Cumhurbaşkanı Recep Tayyip Erdoğan, AFAD merkezinde yaptığı açıklamada depreme ilişkin son bilgileri paylaştı. Erdoğan, "Gece saat 4.17’de son bir asırda yaşadığımız 1939 Erzincan depreminden sonraki en büyük felaketle sarsıldık" diyerek sözlerini şöyle sürdürdü:

"Merkezi Kahramanmaraş’ın Pazarcık ilçesi olarak tespit edilen ve son değerlendirmeye göre büyüklüğü 7,7 olarak ölçülen deprem geniş alanda hissedildi.
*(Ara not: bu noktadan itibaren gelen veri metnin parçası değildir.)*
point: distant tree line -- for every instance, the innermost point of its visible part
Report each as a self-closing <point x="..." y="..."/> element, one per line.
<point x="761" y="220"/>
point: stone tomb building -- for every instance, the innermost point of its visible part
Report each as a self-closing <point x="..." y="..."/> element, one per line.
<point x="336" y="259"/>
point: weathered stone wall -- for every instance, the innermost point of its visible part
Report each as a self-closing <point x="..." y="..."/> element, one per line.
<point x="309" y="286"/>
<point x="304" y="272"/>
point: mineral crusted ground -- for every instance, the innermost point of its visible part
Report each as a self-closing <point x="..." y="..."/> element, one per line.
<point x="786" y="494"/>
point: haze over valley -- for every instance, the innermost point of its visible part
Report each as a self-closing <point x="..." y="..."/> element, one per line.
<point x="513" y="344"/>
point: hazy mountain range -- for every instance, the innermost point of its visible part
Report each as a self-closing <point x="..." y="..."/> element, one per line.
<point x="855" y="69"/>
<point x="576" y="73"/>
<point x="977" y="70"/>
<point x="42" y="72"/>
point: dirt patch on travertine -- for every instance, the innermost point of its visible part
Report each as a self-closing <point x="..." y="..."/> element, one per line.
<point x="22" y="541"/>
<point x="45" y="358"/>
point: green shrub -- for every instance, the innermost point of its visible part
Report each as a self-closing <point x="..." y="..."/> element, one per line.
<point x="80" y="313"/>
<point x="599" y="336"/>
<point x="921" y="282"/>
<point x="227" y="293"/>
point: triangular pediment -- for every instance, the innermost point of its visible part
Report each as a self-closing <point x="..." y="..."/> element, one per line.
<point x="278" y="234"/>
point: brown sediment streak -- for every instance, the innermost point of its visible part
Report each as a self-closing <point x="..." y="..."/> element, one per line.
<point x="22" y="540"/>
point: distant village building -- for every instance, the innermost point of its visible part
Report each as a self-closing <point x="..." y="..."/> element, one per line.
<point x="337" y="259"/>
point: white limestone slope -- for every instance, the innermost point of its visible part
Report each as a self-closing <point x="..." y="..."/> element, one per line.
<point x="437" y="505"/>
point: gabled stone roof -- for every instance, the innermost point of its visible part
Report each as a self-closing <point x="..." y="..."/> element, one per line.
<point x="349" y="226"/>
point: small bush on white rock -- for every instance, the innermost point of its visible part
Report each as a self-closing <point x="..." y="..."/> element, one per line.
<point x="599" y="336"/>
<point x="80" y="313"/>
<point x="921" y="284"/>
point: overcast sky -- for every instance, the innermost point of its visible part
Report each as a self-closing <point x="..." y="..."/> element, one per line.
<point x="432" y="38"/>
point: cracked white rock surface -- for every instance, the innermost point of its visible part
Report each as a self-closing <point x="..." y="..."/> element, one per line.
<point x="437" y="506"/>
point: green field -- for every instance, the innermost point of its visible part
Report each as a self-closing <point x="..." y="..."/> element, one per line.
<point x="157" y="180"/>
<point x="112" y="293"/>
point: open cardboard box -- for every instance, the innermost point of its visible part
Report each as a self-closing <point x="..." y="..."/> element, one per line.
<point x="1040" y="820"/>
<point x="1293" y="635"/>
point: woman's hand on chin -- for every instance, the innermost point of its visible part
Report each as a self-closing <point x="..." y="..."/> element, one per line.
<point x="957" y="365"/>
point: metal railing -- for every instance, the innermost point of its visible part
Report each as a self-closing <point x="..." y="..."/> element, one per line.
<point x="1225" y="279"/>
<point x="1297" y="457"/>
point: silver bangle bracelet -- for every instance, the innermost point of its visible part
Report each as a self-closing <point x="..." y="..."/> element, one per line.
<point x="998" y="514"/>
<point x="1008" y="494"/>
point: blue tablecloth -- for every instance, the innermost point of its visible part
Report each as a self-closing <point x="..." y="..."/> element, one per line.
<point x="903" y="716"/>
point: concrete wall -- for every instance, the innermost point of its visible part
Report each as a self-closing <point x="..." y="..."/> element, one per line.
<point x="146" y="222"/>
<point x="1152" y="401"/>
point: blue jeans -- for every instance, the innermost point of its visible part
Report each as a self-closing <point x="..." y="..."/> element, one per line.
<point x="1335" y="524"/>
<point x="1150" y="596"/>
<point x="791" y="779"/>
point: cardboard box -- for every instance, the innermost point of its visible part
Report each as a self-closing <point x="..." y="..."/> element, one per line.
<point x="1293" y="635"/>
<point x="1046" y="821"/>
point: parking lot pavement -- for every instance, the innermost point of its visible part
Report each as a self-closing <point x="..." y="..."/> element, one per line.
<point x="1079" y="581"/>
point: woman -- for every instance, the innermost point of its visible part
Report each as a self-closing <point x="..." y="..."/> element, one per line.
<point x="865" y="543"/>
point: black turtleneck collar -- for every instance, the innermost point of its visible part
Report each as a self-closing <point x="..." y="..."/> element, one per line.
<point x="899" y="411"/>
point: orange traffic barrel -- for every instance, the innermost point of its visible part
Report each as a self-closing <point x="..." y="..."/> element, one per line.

Derinliği 7 kilometre olarak belirlenen depremde Kahramanmaraş’ın yanı sıra, Hatay, Gaziantep, Kilis, Osmaniye, Malatya, Adıyaman, Diyarbakır, Şanlıurfa, Adana illerimizde yıkıma yol açtı.

Deprem merkezine nispeten yakın diğer illerimizde de küçük hasarlar olmasına rağmen asıl yıkımın buralarda yaşandığı anlaşılıyor. Güney komşumuz Suriye’nin sınırımıza yakın şehirlerinde de ciddi yıkımlar yaşanmıştır. Devletimiz deprem anından itibaren tüm kurumlarıyla harekete geçmiştir. Valiliklerimiz kendi illerindeki tüm imkanları seferber etmiştir. Depremden etkilenen 10 ilimize valiliklerin yanına 10 vali daha görevlendirilmiştir. AFAD ve Kızılay gibi doğrudan afet görevi olan kurumlarımız ekiplerini bölgeye göndermişlerdir. Türk Silahlı Kuvvetlerimiz ve belediyelerimiz başta afet konusunda altyapısı olan birimler ve kurumlar göreve çağrılmıştır.

Önceliğimizi arama kurtarma çalışmalarına verdik. Halihazırda 9 bin personel arama kurtarma çalışması yürütmekte. Deprem bölgesine dışarıdan ulaşanlarla bu sayı sürekli artmaktadır. Depremin ağır hasara yol açtığı illerimizde yıkılan binaların altlarında kalan vatandaşların tespiti ve kurtarma faaliyetleri kesintisiz sürüyor. Biz de depremin yaşandığı andan itibaren gerek bölge, gerek Ankara’daki arkadaşlarımızla temasa geçerek çalışmaları yakın takibe aldık. Ankara’daki koordinasyon merkezimiz Cumhurbaşkanı Yardımcımız Fuat Oktay başkanlığında hemen faaliyete geçti. Bakanlarımız deprem bölgesindeki şehirlere giderek çalışmaları yerinde koordine etmeye başladılar.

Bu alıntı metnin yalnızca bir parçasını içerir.